With single-entry bookkeeping, you simply record each transaction as a journal entry with a date, description, and whether it was a credit or debit.
You may want to put the transactions into types so that you can keep track of them more readily. It’s simple and efficient, and ideal for small businesses.
When your business grows and you have to keep track of accounts receivable, then you will need to have a more detailed system and that’s when assets, liabilities, and multiple accounts become more useful.
Accounts can be tracked in a cash book, a spreadsheet, or accounting software such as Xero or Quickbooks (both of which have both online and offline versions).
Accounting software makes it easier for you to keep track of your transactions.
The entry-level versions of the most popular types of accounting software are quite easy to use and will guide you when it comes to where to add transactions to make things balance.

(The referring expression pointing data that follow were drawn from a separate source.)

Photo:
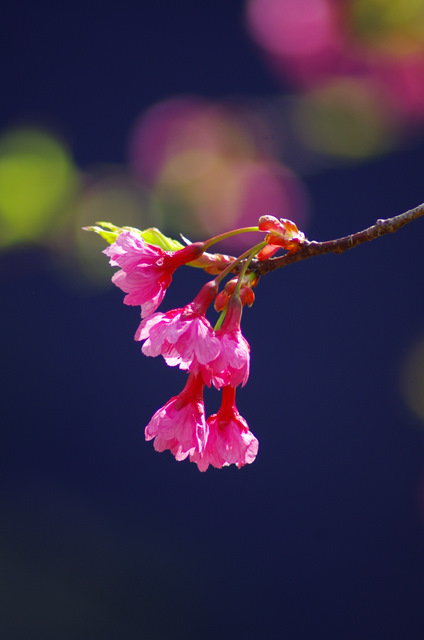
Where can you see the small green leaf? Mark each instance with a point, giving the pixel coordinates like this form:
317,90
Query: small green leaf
110,232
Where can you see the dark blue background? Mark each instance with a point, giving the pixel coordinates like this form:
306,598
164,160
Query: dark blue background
101,537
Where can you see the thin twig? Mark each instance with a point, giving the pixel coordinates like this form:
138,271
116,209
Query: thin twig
308,249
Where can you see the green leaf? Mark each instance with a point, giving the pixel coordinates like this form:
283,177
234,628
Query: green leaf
110,232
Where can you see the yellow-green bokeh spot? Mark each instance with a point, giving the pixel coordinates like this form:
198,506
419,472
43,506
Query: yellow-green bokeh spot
37,177
395,27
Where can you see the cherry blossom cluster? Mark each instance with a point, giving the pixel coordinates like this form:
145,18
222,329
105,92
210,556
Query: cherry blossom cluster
216,356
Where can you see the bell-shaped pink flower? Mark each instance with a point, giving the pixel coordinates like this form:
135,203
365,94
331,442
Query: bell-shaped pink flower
229,440
180,424
282,234
232,365
146,270
182,336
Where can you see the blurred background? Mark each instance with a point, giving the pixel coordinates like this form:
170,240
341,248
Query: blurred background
196,118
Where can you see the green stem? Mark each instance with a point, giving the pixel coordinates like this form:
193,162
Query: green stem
235,262
250,257
220,320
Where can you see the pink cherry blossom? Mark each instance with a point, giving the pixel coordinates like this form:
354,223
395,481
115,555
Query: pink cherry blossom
232,365
282,234
229,440
182,336
180,424
146,270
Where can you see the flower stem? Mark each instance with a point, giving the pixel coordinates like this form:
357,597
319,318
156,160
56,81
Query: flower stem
234,263
250,257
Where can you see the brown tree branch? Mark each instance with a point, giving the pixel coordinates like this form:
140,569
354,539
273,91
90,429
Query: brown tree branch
308,249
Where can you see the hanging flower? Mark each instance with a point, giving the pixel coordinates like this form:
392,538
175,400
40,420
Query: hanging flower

If you are still confused or would like someone to look at your books to tell you whether or not you are doing things correctly, then we recommend you call in some experts.
A little time spent now to have your accounts properly looked over can go a long way towards ensuring that everything is “balanced” and that your business is running the way that it should be.
Whatever bookkeeping system you decide to use, make sure that you are consistent about logging transactions as they occur.
Don’t let them rack up for too long, because trying to catch up with dozens or hundreds of unprocessed transactions can be stressful and time-consuming, and that’s when errors start to creep in.
Stay on top of your transactions, and monitoring the health of your business will be much easier. The best part is that your tax returns will be simpler as well!